With noncompetitive pay programs and pay compression, Manatee County government is competing with surrounding counties and the private sector, which typically pay more for employees.
"We struggle with the pay compression within the workforce because it is difficult for the directors when they are doing hiring," County Administrator Ed Hunzeker said. "We have the challenge. We continue to look at it. We are committed to live within the resources of the current budget we presented to (the commission)."
At Tuesday's commission work session, the Evergreen consultant presented study findings comparing the county pay plan with the market.
In 2008, when Evergreen completed a similar study, the cost to eliminate pay compression was $1.6 million.
Most other organizations with similar pay compression issues don't try to solve the problem in a single year, but over multiple years, Ling said.
The county is tackling the issue in weekly department meetings, Hunzeker said.
"We are looking at it ho
listically across the departments," Hunzeker said. "There are many facets to the problem and not one simple solution."
With 52 percent of county employees over the age of 50, Evergreen said Manatee County should anticipate retirements and turnover to continue.
According to the study, a projected 1,243 of the county's 1,700 employees will leave their jobs by 2020.
"We are working internally to see how we can address these issues in structuring the pay ranges and the pay itself in order to reduce the amount of turnover," Hunzeker said. "We know the cost of turnover is expensive and it's eating away at the budget."
In the proposed 2015-16 $549 million budget, the county will continue its Pay for Performance program, which will help solve pay compression "over the long haul," Hunzeker said.
"We know our pay for performance program will work over time, but time is not necessarily on our side," he said. "As the economy continues to improve, we continue to lose employees to surrounding governments."
While Manatee County has challenges, Hunzeker still said the county is in better shape than most other counties.

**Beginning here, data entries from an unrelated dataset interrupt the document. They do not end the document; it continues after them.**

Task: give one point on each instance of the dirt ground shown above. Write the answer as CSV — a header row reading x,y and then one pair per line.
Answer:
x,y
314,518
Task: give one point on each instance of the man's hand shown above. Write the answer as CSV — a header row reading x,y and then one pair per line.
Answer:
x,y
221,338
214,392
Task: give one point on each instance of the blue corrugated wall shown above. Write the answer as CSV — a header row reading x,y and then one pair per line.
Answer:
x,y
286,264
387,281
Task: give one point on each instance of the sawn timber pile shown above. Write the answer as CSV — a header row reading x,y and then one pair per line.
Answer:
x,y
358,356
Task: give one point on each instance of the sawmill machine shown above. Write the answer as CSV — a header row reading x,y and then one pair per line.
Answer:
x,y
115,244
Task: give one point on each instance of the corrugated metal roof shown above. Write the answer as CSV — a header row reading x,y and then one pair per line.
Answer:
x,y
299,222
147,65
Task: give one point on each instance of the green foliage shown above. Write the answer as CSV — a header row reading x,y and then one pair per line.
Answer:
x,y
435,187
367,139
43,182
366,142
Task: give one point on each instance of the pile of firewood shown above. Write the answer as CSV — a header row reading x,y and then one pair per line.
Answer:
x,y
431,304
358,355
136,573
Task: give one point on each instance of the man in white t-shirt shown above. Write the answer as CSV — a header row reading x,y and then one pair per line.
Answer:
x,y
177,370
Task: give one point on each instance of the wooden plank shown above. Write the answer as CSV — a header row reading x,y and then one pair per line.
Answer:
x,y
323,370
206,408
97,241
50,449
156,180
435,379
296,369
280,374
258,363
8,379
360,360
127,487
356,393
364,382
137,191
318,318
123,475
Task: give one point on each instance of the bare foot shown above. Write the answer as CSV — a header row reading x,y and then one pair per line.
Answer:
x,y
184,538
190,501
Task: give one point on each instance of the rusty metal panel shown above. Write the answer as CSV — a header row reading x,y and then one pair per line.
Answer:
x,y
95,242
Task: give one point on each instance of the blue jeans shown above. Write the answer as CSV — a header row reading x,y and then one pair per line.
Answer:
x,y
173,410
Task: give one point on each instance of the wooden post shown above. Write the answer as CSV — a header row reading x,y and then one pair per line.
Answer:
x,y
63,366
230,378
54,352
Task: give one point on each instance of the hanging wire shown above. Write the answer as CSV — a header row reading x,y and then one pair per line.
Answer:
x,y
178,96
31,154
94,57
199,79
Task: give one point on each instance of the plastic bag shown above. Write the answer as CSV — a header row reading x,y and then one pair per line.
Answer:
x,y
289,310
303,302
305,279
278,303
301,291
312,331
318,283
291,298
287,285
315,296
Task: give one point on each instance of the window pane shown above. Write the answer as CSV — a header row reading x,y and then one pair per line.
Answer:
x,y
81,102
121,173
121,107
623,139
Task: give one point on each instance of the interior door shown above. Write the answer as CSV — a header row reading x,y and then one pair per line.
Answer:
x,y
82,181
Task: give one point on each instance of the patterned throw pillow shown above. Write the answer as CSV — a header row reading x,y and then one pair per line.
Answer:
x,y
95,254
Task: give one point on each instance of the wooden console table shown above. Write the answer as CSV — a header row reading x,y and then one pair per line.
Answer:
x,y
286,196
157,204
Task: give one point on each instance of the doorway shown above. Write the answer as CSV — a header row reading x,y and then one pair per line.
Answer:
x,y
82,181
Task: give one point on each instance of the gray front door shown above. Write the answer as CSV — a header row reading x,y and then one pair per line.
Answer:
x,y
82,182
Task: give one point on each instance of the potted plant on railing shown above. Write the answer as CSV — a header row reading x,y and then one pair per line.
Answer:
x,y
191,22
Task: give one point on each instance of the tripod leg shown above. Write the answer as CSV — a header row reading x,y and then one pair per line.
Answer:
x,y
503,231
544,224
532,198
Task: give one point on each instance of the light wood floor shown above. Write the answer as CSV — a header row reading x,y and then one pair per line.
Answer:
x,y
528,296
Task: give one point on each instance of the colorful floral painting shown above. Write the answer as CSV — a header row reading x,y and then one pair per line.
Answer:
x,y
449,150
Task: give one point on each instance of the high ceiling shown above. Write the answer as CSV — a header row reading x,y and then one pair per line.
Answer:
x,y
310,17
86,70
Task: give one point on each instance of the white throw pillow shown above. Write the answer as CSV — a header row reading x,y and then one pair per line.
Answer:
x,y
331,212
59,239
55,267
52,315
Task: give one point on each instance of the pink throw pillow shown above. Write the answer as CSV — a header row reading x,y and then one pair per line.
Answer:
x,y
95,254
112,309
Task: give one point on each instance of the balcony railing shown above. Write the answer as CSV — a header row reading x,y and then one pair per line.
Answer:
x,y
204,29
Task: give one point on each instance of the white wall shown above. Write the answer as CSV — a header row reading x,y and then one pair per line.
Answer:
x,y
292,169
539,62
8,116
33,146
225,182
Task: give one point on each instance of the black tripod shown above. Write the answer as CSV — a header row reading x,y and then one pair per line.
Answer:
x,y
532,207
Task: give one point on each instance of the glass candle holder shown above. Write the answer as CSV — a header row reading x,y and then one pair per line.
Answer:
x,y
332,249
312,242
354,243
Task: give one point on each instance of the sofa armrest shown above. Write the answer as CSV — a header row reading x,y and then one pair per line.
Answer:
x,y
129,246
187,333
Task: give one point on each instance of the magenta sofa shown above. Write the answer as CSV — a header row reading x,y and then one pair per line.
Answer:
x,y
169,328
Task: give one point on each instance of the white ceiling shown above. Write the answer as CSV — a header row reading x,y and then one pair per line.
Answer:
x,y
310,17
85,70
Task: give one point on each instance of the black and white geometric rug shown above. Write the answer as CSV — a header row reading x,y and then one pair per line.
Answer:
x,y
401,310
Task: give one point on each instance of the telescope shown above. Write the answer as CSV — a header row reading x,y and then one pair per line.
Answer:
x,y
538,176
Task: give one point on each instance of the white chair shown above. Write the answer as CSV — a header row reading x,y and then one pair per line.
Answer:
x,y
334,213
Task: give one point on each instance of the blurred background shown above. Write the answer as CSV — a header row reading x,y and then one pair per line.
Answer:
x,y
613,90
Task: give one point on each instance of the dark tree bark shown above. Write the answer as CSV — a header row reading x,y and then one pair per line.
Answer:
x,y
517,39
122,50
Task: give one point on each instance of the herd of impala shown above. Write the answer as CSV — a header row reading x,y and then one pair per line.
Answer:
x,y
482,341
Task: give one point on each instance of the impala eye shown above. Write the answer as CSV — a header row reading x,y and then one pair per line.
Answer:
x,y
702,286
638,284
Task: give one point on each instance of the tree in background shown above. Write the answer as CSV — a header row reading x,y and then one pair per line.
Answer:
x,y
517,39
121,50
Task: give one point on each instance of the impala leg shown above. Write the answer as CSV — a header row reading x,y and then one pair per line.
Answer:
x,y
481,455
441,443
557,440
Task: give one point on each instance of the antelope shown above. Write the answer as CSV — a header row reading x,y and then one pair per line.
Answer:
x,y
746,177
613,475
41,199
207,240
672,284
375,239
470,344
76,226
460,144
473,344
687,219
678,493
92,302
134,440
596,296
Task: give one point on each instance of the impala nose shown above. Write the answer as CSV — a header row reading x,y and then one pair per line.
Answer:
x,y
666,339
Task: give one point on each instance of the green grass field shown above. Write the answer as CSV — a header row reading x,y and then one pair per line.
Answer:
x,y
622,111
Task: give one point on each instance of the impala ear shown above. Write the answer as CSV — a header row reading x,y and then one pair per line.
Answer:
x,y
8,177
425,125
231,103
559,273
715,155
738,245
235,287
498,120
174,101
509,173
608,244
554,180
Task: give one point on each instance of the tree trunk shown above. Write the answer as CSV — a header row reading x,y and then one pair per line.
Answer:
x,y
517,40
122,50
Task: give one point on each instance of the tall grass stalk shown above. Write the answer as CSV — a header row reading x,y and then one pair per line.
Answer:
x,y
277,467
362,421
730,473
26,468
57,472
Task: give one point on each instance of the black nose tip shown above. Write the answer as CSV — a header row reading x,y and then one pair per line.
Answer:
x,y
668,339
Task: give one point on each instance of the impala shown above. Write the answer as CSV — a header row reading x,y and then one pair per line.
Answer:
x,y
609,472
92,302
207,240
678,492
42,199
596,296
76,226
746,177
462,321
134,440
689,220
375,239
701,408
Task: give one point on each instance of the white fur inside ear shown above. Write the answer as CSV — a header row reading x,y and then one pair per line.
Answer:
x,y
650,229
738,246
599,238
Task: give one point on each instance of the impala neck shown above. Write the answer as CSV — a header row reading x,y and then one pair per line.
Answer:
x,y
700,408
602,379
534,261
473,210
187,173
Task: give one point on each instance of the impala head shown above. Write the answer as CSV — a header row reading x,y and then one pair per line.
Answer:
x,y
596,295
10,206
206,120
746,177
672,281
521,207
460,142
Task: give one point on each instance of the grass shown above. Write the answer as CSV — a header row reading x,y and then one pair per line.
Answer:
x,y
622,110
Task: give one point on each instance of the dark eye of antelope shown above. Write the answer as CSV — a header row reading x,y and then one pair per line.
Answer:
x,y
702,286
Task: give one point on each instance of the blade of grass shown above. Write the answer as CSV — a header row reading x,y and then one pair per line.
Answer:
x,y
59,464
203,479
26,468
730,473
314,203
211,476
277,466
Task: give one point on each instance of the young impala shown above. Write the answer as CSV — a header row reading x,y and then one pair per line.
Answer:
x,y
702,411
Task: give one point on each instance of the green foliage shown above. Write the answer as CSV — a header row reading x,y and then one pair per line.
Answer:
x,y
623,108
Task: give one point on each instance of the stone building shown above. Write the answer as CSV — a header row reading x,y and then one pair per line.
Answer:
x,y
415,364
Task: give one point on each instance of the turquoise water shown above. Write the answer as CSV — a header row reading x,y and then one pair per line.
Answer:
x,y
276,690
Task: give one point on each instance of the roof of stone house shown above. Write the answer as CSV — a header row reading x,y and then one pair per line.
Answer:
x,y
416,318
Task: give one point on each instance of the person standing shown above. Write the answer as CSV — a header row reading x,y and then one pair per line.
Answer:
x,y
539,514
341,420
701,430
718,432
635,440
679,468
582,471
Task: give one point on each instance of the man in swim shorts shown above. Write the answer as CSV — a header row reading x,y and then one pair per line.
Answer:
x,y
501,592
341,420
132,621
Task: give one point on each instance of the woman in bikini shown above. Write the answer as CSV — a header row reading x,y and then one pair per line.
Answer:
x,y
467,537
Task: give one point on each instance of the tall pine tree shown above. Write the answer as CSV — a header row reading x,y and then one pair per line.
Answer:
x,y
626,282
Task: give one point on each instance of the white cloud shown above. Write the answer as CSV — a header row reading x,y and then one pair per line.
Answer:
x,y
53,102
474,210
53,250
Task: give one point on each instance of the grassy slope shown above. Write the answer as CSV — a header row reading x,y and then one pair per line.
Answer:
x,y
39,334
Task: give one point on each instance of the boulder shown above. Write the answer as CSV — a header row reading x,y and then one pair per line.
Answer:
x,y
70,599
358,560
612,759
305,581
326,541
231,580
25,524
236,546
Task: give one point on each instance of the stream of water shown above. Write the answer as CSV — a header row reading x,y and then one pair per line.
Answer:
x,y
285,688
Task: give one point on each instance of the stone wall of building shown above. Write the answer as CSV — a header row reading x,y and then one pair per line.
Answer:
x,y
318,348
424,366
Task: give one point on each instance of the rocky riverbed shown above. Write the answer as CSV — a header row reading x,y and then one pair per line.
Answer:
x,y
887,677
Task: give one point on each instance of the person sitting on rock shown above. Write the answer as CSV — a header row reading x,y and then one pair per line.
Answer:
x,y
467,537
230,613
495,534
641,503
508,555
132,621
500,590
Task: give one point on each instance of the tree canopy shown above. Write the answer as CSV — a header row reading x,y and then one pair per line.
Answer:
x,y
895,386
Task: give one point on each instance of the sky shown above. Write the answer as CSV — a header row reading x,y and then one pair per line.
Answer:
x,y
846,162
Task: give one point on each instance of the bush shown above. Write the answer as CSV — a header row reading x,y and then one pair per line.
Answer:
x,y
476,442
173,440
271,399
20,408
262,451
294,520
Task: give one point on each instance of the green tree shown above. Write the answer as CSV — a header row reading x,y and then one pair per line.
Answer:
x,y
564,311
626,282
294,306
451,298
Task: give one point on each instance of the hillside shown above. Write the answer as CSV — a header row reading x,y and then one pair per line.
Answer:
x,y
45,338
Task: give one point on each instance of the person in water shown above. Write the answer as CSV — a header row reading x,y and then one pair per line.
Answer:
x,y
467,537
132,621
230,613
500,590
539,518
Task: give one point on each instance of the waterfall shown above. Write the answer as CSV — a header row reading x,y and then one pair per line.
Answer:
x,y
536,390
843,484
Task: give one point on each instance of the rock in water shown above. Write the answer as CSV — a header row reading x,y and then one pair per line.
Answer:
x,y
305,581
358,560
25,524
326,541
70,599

"We are blessed with where we are," Hunzeker said. "We have some money to deal with some of these issues. We are challenged. I am here to tell you we have opportunities to solve some of these issues. ... We are on the leading edge of solving compensation issues in the state of Florida."
By Oct. 1, when the new fiscal year begins, Hunzeker said the county is going to "implement certain things to help mitigate the turnover rate."
Commissioner Vanessa Baugh said while she knows Manatee County is in better shape than a lot of other counties, there will also likely be another recession in the future.
"To me, it says that we better get our priorities straight and do something about this when we can," she said. "I think we should have a policy that we are trying to get our employees so we do have competitive pay. ... We are spending a lot of money training new employees over and over again. We need to come up with a good policy for our employees."
Commission Chairwoman Betsy Benac said the study, which is a big-picture look, should be helpful.
"To focus on resolving the problem, we have to focus a little bit more," she said.